In the end, to many, Hamlin looks like the victim. 

No such thing as bad publicity

In NASCAR’s penalty report, Denny Hamlin was cited for a couple of violations, including “manipulating the outcome of a race” and “actions by a NASCAR member that NASCAR finds to be detrimental to stock car racing or NASCAR.”

Fans who’ve listened to Hamlin’s podcast know its name – Actions Detrimental

He’s now a content creator. And the content he created this week may have cost him some points and a fine, but more importantly, it generated a ton of publicity (more than $50K worth) for his podcast. How many first-time listeners will check out his next episode, wondering — what’s he going to say next?  

All of it combined equals Hamlin playing four-dimensional chess while NASCAR is playing checkers. Dale Earnhardt Jr., whose Dirty Mo Media company hosts Hamlin’s podcast, thinks so. 

“He got on that podcast and admitted that because he’s got some plan, right,” Earnhardt said on the Dale Jr. Download before the penalty was announced. “He’s got something, some plan on how this is going to work out in his head where he’s going with all of that.”
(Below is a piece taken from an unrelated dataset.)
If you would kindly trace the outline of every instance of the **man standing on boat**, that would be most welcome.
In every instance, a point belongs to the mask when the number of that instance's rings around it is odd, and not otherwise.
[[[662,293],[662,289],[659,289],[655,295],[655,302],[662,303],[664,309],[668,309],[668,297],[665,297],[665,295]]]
Hamlin has shown with consistency, just as he did with Chastain, that he does things with intentionality. Don’t think for one second that he didn’t think ahead about making those remarks and the consequences. He knew NASCAR could very well respond. They did.

Now, he looks like a victim and he’s got a lot more fans eagerly awaiting his next podcast episode. 

And none of it happened by accident.